Sulla cointestazione di conto corrente

Con la cointestazione del conto corrente due o più persone (i c.d. titolari del conto) possono disporre del denaro che vi è depositato.

In presenza di una cointestazione di conto corrente è possibile pattuire che ciascuno dei contitolari sia legittimato a disporre autonomamente dell’intera provvista disponibile, quand’anche la stessa appartenga ad uno solo di essi (c.d. firma disgiunta) ovvero, che tutte le operazioni di disposizione delle somme depositate possano essere avviate solo dopo che tutti i cointestatari diano il consenso tramite apposizione della firma (c.d. firma congiunta).
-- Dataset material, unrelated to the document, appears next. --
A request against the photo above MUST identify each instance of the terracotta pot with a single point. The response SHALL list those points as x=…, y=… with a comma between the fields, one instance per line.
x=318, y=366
Per pacifica giurisprudenza, la cointestazione di un conto corrente, attribuendo, ex art. 1854 c.c., agli intestatari la qualità di creditori o debitori solidali dei saldi di conto sia nei confronti di terzi che nei rapporti interni, fa presumere, giusto il disposto dell’art. 1298, 2 comma, c.c., la contitolarità dell’oggetto del contratto, salva la diversa prova contraria a carico della parte che deduca una situazione giuridica diversa da quella risultante dalla cointestazione stessa.

Ciò significa che la cointestazione del conto corrente fa presumere che le somme ivi depositate appartengono in egual misura ad entrambi i titolari del conto. In caso di controversia, spetterà a colui che vuol far valere una situazione giuridica diversa darne la prova dimostrando, ad esempio, che le somme ivi depositate sono di sua esclusiva proprietà.

Ed infatti:

in caso di deposito bancario di titoli in amministrazione cointestato ai coniugi, i rapporti interni tra i depositanti sono regolati dall’art. 1298, secondo comma, cod. civ., sicché le parti di ciascuno si presumono uguali, se non risulta diversamente” (Cass. Civile n.4496/2010); ed ancora, nel conto corrente (bancario e di deposito titoli) intestato a due (o più) persone, i rapporti interni tra correntisti sono regolati non dall’art. 1854 cod. civ., riguardante i rapporti con la banca, bensì dal secondo comma dell’art. 1298 cod. civ., in base al quale, in mancanza di prova contraria, le parti di ciascuno si presumono uguali, sicché ciascun cointestatario, anche se avente facoltà di compiere operazioni disgiuntamente, nei rapporti interni non può disporre in proprio favore, senza il consenso espresso o tacito dell’altro, della somma depositata in misura eccedente la quota parte di sua spettanza, e ciò in relazione sia al saldo finale del conto, sia all’intero svolgimento del rapporto” (Cass. Civile n.26991/2013).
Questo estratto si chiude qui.